= Ostrich farming in the Philippines =

The business of ostrich farming in the Philippines began in the Philippines in 1996. It was started by Lorenzo U. Limketkai, an engineer, and his son Heintje Limketkai. Heintje Limketkai took a month-long training course on ostrich farming in Australia. After that training, the Limketkais established their ostrich farming business and named it as the Philippine Ostrich and Crocodile Farms, Inc., becoming the first combined ostrich and crocodile farm in the country.

== History ==
Their ostrich farm was opened in Barangay Malanang, Opol, Misamis Oriental. They bought their first three pairs of breeding ostriches from Australia in July 1996. The first ostrich egg that was laid on August 30, 1996, but the hatching failed. After improvements were made to the facilities and to the egg-handling techniques, a live ostrich chick hatched for the first time in February 1997. Afterwards, the Limketkais bought two additional groups of breeding ostriches from Texas, United States. The business later opened its facilities "to the public for supervised tours".

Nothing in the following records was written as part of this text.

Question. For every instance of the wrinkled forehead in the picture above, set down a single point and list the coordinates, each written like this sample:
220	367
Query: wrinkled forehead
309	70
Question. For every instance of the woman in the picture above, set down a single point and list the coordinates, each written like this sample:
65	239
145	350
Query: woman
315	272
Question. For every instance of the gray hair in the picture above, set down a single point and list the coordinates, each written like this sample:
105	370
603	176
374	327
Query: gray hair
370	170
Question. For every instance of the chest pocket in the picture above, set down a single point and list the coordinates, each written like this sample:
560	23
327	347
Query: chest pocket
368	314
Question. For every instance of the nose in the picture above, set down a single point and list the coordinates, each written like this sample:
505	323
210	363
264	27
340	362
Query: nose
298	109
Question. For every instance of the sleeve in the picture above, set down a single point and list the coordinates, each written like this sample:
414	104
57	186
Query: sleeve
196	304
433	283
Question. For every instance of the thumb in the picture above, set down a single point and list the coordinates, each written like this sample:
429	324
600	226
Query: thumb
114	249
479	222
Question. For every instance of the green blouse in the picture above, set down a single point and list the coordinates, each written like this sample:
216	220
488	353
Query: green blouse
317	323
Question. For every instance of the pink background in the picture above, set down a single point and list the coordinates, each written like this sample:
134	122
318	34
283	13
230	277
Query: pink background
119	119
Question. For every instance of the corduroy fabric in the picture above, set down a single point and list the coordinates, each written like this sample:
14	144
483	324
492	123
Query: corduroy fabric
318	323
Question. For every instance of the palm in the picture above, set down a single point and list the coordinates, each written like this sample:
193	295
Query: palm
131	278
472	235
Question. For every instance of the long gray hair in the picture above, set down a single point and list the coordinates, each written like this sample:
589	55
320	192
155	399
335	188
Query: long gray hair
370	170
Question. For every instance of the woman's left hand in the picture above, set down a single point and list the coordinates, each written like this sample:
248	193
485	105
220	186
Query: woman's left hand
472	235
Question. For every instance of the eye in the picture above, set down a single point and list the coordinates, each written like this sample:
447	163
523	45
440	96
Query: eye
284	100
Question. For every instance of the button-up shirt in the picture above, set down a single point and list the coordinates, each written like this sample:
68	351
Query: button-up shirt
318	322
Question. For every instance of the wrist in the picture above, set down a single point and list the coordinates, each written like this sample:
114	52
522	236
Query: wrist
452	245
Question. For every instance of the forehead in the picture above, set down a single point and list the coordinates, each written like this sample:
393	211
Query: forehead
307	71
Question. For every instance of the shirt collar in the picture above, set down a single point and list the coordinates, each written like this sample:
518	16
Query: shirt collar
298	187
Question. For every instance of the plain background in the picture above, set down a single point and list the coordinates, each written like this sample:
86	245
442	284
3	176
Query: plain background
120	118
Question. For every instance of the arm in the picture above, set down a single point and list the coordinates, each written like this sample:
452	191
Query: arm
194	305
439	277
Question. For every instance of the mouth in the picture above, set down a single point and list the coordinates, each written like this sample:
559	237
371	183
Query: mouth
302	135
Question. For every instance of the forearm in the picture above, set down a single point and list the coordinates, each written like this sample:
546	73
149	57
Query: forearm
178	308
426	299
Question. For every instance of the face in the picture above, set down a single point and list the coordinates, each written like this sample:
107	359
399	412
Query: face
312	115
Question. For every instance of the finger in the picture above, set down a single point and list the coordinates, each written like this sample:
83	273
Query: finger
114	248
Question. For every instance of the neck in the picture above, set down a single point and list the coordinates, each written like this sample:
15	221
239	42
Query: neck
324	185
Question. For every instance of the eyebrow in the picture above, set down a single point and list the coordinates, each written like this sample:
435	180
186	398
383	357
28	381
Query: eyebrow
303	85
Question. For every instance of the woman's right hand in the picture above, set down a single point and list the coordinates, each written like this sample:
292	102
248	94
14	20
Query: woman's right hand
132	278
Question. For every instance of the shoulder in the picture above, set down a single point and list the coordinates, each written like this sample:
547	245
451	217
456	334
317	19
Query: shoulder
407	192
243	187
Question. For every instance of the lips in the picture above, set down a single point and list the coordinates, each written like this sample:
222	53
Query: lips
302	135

The first ostrich, as a product, was harvested and prepared as meat for fine dining restaurants on December 23, 1997, under the Big Bird Ostrich Meat brand. After that, thirty ostriches were routinely harvested on a monthly basis for supermarkets and deli shops.

One adult ostrich can provide around 100 kilos of red meat, which can be sold for 400–500 pesos (US$8–11 as of January 2014) per kilo. Ostrich eggs, skin and feathers had also been sold to the market. Ostrich feathers are used to produce feather dusters and as decorations, while ostrich skin is used to produce leather. Eggs cost 500 pesos (US$11) apiece, providing to one ostrich farming business an annual income of 50,000 pesos (US$1,100) per adult female, because a mother ostrich can lay about 100 eggs annually.

After the establishment of the Philippine Ostrich and Crocodile Farms, Inc., the "first and biggest ostrich farm in the Philippines", other ostrich farming businesses were later established in the Philippines, in the regions of Luzon, Visayas, and Mindanao. These include the Gross Ostrich Farm in Nueva Ecija owned by Michael Gross and the Davao Crocodile Park (as the name implies, this farm also has a crocodile farm) in the Davao Region of Mindanao. There is also an ostrich farm in the village of Sta. Monica in San Luis, Pampanga in Luzon.

The ostrich breeding season in the Philippines is from February to October. The Department of Agriculture of the Philippines promoted ostrich farming in response to the world food crisis of 2007–08, as well as an ecotourism and agritourism project.